Question

The function $f(\theta)=\sin \theta+\cos \theta,\ 0\leq \theta \leq 2\pi$ is decreasing in the interval:

• A. \(0\leq \theta < \pi\)
• B. \(0\leq \theta \leq \frac{\pi}{4}\)
• C. \(\frac{\pi}{4}\leq \theta \leq \frac{5\pi}{4}\)
• D. \(\frac{5\pi}{4}\leq \theta \leq 2\pi\)
• E. \(\frac{\pi}{2}\leq \theta \leq \frac{3\pi}{2}\)

Hint:

To find where a trigonometric function is increasing or decreasing, always differentiate first and then solve the sign of the derivative carefully over the given interval.

Answer 1

The Correct Option is C

Step 1: Write the given function.
We are given:
\[ f(\theta)=\sin\theta+\cos\theta, \qquad 0\leq \theta \leq 2\pi \] We need to find the interval where this function is decreasing.

Step 2: Differentiate the function.
The derivative is:
\[ f'(\theta)=\cos\theta-\sin\theta \]

Step 3: Use the condition for decreasing function.
A function is decreasing where its derivative is negative. So we require:
\[ \cos\theta-\sin\theta<0 \] which means:
\[ \cos\theta<\sin\theta \]

Step 4: Rewrite the inequality in a standard form.
We can write: \[ \cos\theta-\sin\theta=\sqrt{2}\cos\left(\theta+\frac{\pi}{4}\right) \] So the condition becomes:
\[ \sqrt{2}\cos\left(\theta+\frac{\pi}{4}\right)<0 \] or simply,
\[ \cos\left(\theta+\frac{\pi}{4}\right)<0 \]
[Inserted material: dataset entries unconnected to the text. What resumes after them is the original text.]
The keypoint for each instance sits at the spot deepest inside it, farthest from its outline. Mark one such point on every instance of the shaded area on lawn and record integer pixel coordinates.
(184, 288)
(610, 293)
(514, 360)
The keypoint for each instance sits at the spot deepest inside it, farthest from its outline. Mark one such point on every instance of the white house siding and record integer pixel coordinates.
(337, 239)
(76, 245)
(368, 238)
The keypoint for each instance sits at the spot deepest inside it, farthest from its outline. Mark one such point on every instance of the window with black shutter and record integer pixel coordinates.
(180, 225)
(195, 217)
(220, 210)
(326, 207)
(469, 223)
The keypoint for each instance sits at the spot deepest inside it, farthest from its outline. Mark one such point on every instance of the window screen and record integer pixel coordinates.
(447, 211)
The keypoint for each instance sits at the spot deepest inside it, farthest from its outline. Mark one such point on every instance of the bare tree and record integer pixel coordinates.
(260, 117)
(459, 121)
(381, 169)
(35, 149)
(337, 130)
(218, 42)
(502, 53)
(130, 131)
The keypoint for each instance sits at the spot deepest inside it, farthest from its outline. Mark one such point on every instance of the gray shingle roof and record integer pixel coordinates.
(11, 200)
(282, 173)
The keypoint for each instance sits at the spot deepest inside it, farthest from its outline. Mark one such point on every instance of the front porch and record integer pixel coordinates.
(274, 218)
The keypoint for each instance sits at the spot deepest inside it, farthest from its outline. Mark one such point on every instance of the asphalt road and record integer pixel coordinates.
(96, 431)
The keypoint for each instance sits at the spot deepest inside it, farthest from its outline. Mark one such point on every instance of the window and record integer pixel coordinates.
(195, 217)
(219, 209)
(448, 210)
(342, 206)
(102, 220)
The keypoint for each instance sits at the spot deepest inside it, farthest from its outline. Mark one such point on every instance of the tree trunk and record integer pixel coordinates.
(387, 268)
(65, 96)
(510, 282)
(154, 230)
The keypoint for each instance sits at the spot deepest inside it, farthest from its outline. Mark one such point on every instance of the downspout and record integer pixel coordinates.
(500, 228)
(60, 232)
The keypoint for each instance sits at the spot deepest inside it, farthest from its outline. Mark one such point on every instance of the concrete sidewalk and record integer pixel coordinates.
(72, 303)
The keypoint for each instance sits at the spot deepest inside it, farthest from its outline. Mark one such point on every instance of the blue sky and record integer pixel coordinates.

Step 5: Find where cosine is negative.
We know that \(\cos \phi<0\) when:
\[ \frac{\pi}{2}<\phi<\frac{3\pi}{2} \] Here, \[ \phi=\theta+\frac{\pi}{4} \] So, \[ \frac{\pi}{2}<\theta+\frac{\pi}{4}<\frac{3\pi}{2} \]

Step 6: Solve for \(\theta\).
Subtract \(\frac{\pi}{4}\) throughout:
\[ \frac{\pi}{4}<\theta<\frac{5\pi}{4} \] Thus, the function is decreasing on:
\[ \left(\frac{\pi}{4},\frac{5\pi}{4}\right) \] In the option form given, this corresponds to:
\[ \frac{\pi}{4}\leq \theta \leq \frac{5\pi}{4} \]

Step 7: State the final answer.
Hence, the function is decreasing in the interval:
\[ \boxed{\frac{\pi}{4}\leq \theta \leq \frac{5\pi}{4}} \] which matches option \((3)\).